How To: Desktop as Server, Laptop as "Thin Client"?
Solution 1:
VNC is a bit of a brute force approach to doing remote desktop - the generic implementation simply sends you the image on the screen at the moment, and your system just displays that. Its why its so darned portable but sucks for most part.
I've personally have had great luck with chrome remote as a remote desktop client - its dead simple, and has crazy good performance over WAN. Turn off aero, and other than sound, its nearly native, with almost no connection configuration. You would however find that if the client has a lower res than the host, the image quality/scaling isn't aways very good, and this is made worse if you end up needing to letter box.
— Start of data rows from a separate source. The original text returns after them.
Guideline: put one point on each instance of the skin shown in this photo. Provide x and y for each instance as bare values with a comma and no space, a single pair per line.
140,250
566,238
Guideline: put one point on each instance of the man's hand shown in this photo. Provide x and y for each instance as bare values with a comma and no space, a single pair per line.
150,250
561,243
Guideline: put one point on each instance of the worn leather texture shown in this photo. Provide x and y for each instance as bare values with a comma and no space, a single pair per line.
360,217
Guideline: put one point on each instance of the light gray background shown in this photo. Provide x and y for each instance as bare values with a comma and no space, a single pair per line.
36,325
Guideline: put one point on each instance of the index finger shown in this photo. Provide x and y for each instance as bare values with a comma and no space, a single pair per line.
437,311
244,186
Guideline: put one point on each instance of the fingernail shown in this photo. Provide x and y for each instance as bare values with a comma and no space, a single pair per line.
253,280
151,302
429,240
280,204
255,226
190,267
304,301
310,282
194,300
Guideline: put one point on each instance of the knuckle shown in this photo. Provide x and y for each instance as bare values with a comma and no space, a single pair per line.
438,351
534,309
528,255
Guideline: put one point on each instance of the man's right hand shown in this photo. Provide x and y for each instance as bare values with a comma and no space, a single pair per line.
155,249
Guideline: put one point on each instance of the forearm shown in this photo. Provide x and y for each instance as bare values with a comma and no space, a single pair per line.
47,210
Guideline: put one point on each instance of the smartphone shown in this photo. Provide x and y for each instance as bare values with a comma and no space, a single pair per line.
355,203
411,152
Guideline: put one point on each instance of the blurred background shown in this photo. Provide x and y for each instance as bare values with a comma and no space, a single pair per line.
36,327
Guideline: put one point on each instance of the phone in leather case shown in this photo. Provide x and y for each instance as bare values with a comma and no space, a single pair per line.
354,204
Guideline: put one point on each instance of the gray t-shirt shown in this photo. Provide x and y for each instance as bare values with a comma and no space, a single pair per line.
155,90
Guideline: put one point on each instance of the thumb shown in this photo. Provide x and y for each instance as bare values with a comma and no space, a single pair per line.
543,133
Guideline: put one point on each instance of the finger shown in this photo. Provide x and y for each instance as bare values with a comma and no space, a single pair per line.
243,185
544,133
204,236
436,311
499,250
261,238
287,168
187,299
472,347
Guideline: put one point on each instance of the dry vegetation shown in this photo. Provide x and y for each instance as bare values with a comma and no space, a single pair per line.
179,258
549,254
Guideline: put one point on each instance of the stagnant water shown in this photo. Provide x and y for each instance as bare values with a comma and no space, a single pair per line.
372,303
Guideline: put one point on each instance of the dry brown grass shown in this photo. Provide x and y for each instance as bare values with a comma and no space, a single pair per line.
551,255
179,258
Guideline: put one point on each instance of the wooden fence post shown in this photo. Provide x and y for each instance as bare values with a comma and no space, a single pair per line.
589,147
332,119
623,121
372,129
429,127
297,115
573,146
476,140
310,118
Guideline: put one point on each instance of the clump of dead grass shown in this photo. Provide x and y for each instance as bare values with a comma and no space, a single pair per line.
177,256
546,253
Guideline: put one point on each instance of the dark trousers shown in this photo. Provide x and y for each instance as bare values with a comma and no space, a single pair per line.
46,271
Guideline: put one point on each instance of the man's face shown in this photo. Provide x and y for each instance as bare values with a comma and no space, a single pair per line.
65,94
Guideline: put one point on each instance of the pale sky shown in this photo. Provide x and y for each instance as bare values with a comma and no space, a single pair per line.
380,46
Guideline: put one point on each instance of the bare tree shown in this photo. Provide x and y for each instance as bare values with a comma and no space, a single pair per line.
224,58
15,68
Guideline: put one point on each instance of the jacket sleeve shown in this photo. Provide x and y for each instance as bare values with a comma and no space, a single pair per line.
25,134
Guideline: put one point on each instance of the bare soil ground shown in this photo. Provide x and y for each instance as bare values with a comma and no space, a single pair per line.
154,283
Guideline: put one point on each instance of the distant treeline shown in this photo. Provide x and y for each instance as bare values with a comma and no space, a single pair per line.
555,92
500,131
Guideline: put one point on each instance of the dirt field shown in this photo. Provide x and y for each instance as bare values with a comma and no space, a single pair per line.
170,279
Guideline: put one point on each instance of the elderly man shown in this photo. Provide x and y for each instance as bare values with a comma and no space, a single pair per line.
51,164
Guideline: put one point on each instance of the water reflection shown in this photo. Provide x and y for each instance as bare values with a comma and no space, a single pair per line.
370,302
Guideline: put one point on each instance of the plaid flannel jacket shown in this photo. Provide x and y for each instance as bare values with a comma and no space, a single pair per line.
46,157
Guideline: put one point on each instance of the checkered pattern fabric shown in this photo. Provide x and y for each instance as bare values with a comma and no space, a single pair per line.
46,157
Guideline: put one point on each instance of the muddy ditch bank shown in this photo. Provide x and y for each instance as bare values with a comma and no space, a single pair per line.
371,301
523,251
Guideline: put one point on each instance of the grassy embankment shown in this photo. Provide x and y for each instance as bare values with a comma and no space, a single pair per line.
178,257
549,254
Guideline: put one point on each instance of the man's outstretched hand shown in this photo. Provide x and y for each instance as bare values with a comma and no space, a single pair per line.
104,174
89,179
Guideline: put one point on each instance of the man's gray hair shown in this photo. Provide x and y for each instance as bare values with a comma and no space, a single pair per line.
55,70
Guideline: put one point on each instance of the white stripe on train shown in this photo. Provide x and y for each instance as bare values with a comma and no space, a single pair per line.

If the server is a linux box, i've had good luck with freenx/nx versions, though development on freenx seems to have stagnated. Its probably the fastest remote desktop I've used so far, up until chrome remote. You can use the official client from nomachine with any of the common in distro varients that are available
With RDP, you may need to get a suitable client (there's newer clients for say windows XP that supports the new shiny vista and 7 RDP stuff), and with newer versions of windows, rather counter intuitively leaving graphical speedup related stuff on is good. Its also faster than RDP since it sends instructions on rendering, rather than bitmaps of the screen.
And of course, there's always the option not to export the gui, and do everything over ssh or mosh - which would mean almost no overhead, and looking really cool ;p.